Rob: There are a few, like Alpha Partners and Proof, but we’re unique because the algorithm makes the investment decisions. We don’t override it based on gut feeling or personal conviction. That’s unusual in VC. If we don’t trust the algorithm, why would we ask our investors to?
Rohit: Zooming out, where do you see the biggest opportunity for AI in VC, outside of your own model?
Rob: I think seed investing will remain artisanal—it's about reading people, not data. But later-stage investing is starting to resemble public markets. Index investing dominates public markets now, and I expect the same in venture. If firms like Sequoia and Andreessen can consistently deliver alpha, they may even move beyond 2-and-20 fees.
Rohit: What about specific AI use cases like sourcing or portfolio management?
Rob: Some firms are building or buying tools for that. But VC’s core product is the decision-making engine. If AI can improve that, it will be adopted. If not, it’ll remain a side tool. That said, communities like Andre Retterath’s Data-Driven VC are doing great work pushing best practices in this space.
Rohit: Should traditional VCs be worried about AI?

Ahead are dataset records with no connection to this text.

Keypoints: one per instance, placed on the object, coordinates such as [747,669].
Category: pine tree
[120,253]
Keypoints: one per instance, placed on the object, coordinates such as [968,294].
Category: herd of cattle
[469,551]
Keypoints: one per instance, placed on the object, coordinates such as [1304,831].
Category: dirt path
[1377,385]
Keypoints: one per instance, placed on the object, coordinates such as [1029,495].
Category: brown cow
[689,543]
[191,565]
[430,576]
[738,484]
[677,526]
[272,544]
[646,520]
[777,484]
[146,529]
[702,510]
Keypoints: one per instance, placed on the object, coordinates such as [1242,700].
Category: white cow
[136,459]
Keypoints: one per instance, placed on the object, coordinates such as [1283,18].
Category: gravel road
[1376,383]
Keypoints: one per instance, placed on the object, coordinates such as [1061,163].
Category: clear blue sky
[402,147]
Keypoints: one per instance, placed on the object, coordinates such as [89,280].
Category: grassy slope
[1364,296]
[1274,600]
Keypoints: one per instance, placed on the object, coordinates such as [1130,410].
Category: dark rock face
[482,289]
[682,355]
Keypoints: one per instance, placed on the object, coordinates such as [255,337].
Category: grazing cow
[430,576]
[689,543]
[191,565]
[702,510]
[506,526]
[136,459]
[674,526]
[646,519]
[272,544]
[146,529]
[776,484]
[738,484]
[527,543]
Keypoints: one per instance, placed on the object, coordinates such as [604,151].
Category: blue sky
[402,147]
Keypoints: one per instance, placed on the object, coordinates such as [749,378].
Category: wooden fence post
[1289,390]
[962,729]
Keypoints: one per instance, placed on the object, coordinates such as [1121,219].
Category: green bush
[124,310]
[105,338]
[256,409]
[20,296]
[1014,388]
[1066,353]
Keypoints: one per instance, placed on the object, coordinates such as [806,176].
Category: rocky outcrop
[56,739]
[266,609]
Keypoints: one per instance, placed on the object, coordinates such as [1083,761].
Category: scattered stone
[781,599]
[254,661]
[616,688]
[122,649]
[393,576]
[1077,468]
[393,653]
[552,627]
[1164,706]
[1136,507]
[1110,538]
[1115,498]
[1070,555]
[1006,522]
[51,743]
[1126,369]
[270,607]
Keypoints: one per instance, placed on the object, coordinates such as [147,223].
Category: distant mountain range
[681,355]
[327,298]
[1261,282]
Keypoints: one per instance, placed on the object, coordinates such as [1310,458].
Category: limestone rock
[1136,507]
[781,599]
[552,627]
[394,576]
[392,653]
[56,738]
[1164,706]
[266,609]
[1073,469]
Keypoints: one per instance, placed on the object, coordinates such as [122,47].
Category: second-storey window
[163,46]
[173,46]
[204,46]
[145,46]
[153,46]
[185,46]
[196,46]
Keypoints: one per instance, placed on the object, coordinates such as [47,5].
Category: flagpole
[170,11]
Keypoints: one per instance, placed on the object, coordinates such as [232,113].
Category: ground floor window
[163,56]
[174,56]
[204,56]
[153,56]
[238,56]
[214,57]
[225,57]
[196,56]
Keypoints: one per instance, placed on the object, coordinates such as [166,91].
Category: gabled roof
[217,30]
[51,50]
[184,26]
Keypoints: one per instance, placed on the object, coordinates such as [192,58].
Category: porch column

Rob: Not at all. As you wrote in your report, venture is no longer monolithic. At early stages, I see little role for AI. But at later stages, if you’re not investing in data and AI tools, you’ll be left behind.
Rohit: Switching gears—how’s your journey been personally leading SignalRank?
Rob: On the investing side, our thesis has played out well. We’ve built thresholding mechanisms to adapt with the market. When the market is hot, we invest less, and vice versa. On the fundraising side, it's been harder—especially trying to innovate when venture is out of favor. But I believe what we’re doing is inevitable.
Look at what BlackRock, Preqin, StepStone, and Coatue are doing—it’s all about democratizing access to venture. We're just early players in that larger trend.
Rohit: What’s next for SignalRank?
Rob: We want to scale up our capital so we can write full $5M checks per Series B. We’re currently investing in 2–3 Series Bs a month. Our long-term goal is to list SignalRank so people can get liquidity anytime. You buy a share and get instant access to a diversified, high-quality venture portfolio.
Rohit: Rob, thank you so much. I truly believe there’s a big space for what you’re doing—it may not be for the entire industry, but it's definitely inevitable.
Rob: Thanks for having me, Rohit. I’ve really enjoyed this.